Population and setting
Data collection, data quality assurance procedures and standard operating procedures used for the individual patient database are reported elseswhere.24Briefly, 150 variables (i.e., maternal sociodemographic characteristics, risk factors, process indicators, maternal and neonatal outcomes) were collected for each birth on two wards of the University Obstetric Unit at De Soysa Teaching Hospital for Women, using a standardised two-page form, and entered in real time in an electronic database. De Soysa is the largest referral hospital for maternity care in Sri Lanka and all deliveries occurring in these two wards from May 2015 to May 2019 were entered in the database and considered for inclusion.
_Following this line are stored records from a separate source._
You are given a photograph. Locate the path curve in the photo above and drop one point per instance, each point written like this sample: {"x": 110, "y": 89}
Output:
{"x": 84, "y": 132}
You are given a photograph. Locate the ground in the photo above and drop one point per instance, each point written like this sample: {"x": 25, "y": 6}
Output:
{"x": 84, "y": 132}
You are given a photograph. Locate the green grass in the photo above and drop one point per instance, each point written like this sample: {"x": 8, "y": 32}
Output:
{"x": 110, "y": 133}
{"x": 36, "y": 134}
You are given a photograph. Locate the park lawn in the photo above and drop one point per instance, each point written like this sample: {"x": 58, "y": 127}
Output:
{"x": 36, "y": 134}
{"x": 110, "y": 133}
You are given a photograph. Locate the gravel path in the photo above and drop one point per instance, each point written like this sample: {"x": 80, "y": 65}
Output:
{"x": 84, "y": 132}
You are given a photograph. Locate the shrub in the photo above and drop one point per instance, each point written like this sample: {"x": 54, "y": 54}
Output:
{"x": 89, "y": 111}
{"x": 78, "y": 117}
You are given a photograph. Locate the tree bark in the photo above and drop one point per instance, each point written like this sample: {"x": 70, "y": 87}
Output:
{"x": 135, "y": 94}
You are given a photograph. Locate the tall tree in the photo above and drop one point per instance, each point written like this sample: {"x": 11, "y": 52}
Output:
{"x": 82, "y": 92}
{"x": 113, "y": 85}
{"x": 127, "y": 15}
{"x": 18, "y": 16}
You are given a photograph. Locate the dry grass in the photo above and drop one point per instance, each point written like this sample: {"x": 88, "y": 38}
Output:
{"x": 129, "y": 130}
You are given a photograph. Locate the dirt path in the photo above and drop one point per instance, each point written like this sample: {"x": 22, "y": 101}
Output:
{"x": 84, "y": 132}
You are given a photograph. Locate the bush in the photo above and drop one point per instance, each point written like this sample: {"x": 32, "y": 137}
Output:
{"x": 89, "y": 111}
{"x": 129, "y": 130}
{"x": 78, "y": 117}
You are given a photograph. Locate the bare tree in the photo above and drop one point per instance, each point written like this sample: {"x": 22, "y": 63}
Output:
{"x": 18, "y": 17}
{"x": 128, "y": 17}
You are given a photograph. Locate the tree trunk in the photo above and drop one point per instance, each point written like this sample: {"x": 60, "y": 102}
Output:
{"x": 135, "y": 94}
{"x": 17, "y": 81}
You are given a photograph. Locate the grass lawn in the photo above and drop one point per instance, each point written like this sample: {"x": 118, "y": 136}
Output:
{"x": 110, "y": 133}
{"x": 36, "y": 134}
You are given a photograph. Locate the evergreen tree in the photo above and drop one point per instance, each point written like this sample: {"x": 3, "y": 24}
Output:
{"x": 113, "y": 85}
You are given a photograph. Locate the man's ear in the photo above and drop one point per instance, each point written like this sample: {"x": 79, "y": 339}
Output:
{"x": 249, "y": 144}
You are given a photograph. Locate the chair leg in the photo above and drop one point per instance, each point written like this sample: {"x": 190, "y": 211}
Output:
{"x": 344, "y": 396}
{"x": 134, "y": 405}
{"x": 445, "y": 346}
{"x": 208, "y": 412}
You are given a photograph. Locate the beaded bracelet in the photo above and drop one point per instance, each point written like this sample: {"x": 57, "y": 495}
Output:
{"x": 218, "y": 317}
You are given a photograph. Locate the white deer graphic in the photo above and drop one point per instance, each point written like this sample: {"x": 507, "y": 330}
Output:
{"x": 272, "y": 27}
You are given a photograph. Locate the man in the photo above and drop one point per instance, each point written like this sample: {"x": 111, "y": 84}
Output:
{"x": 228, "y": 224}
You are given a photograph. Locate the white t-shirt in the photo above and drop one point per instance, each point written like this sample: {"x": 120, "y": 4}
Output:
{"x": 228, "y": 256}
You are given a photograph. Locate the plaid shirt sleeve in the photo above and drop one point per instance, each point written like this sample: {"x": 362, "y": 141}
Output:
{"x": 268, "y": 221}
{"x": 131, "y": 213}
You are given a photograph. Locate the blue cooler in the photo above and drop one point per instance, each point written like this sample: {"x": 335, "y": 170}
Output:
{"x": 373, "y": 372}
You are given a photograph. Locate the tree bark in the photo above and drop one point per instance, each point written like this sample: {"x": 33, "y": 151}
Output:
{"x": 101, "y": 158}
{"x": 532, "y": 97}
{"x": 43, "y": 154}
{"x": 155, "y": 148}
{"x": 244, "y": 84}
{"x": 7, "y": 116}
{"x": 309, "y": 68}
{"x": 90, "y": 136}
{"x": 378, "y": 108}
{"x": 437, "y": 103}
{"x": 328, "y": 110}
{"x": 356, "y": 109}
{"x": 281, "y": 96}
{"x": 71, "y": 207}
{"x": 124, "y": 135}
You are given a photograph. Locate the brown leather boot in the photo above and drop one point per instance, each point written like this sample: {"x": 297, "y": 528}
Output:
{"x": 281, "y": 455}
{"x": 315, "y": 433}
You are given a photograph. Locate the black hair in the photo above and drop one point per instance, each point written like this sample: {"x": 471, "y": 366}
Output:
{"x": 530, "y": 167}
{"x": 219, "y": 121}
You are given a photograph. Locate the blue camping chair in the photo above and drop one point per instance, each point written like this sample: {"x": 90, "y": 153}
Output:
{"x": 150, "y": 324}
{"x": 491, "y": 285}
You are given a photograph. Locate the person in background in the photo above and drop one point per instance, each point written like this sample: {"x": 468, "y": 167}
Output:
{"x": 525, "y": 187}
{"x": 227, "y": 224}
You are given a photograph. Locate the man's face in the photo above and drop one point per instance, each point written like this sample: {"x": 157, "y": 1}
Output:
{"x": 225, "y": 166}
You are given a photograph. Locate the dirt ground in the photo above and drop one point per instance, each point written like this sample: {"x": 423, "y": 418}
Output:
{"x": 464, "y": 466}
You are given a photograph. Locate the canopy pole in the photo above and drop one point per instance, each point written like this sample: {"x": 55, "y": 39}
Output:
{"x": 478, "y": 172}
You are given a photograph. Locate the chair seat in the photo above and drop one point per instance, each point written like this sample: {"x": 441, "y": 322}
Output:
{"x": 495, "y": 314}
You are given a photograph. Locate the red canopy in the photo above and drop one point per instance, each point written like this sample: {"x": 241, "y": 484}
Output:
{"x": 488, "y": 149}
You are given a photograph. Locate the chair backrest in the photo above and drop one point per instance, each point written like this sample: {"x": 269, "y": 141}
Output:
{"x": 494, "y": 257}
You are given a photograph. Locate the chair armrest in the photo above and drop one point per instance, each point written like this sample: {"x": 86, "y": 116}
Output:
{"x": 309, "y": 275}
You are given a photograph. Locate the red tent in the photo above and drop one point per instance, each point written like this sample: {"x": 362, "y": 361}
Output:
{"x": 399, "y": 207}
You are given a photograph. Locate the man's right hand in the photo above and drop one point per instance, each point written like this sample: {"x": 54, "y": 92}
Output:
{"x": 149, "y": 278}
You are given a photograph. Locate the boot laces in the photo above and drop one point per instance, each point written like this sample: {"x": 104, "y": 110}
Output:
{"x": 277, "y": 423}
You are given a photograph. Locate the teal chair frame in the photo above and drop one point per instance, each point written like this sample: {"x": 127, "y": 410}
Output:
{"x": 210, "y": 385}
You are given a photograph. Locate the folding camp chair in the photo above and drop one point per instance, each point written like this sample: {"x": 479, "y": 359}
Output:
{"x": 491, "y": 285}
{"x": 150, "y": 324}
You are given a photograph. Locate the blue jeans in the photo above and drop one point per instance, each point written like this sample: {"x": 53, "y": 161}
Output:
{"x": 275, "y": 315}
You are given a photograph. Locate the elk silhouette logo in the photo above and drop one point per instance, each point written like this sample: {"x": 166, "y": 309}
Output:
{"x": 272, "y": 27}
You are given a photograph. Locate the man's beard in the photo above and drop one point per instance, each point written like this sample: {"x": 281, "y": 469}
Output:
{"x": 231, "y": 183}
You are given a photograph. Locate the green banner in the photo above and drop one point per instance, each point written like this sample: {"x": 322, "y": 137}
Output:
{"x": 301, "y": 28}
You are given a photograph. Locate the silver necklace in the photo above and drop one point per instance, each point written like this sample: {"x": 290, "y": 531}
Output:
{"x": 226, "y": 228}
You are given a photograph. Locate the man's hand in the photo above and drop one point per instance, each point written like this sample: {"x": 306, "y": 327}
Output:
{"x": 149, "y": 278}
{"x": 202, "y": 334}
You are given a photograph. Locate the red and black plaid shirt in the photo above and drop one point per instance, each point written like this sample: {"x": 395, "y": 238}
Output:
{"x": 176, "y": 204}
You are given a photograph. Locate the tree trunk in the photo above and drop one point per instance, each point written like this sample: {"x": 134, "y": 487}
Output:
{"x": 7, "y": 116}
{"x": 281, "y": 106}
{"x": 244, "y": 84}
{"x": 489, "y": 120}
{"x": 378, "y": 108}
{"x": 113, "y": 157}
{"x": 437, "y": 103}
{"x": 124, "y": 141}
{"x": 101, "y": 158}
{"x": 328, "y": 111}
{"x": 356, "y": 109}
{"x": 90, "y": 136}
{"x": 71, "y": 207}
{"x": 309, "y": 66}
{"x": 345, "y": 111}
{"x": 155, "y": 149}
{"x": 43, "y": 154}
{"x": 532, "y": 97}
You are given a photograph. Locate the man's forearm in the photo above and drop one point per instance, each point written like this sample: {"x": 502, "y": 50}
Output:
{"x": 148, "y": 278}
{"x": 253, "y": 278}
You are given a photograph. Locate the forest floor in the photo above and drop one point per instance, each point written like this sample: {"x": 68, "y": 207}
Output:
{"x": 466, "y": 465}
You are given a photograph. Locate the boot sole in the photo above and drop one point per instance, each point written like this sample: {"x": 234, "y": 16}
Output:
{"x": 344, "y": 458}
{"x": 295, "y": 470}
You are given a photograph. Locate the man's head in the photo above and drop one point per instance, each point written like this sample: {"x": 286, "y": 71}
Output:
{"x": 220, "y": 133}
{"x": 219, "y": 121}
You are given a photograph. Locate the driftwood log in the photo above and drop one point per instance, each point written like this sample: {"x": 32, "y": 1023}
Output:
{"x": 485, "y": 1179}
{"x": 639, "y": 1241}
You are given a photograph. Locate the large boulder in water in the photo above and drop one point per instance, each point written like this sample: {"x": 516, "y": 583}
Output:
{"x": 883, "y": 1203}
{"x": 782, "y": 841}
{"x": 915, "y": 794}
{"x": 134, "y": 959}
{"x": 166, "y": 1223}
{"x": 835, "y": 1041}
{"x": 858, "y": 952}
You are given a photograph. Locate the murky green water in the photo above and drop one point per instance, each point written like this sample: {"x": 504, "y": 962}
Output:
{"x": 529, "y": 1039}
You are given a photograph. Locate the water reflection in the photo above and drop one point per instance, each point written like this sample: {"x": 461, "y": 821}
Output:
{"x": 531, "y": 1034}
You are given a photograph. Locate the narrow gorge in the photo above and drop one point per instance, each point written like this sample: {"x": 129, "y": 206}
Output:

Overall data quality was routinely monitored with external independent random review of 5% of forms and 5% of entered births to maintain an error rate in data collection below 0.02%.24 Data were also externally monitored for completeness and internal consistency at roughly 4-month intervals.24
We included “low risk women” with singleton pregnancies and a foetus in cephalic presentation whose delivery occurred between 40+0 and 41+6 GW. We excluded all cases with any maternal or foetal characteristics which may have affected outcomes, such as: maternal obesity (Asian criteria-based body mass index -BMI- more than 27.525), previous CS, macrosomia at ultrasonography (defined as estimated birthweight exceeding the 90thcentile for gestational age), hypertension disorders during pregnancy (e.g. pregestational or gestational hypertension, preeclampsia, eclampsia, HELLP syndrome), chorioamnionitis, major foetal malformations, intrauterine growth restriction at ultrasonography (IUGR), small for gestational age (SGA), pre-gestational diabetes, gestational diabetes with the need of drug therapy, maternal cardiac disease, maternal hypothyroidism, polyhydramnios, oligohydramnios, antepartum haemorrhage (APH), major placenta praevia, placental accretism, severe anaemia (haemoglobin <7.0 g/dl) and other foetal and maternal pathological conditions, i.e. systemic lupus erythematosus, pre-pregnancy deep venous thrombosis, epilepsy, suspected cephalo pelvic disproportion, recurrent infection, pancreatitis or glomerulonephritis in pregnancy, chickenpox disease, chronic disease, signs of potentially impaired foetal wellbeing (non-reassuring or pathological cardiotocography, reduced foetal movement, meconium stained amniotic fluid). We also excluded macerated stillbirth from the IOL40 group, as these births are always induced. All women with a reported indication for IOL suggesting the presence of maternal or foetal characteristics described above, such as diabetes, macrosomia at ultrasound, IUGR/SGA, were excluded from the analysis.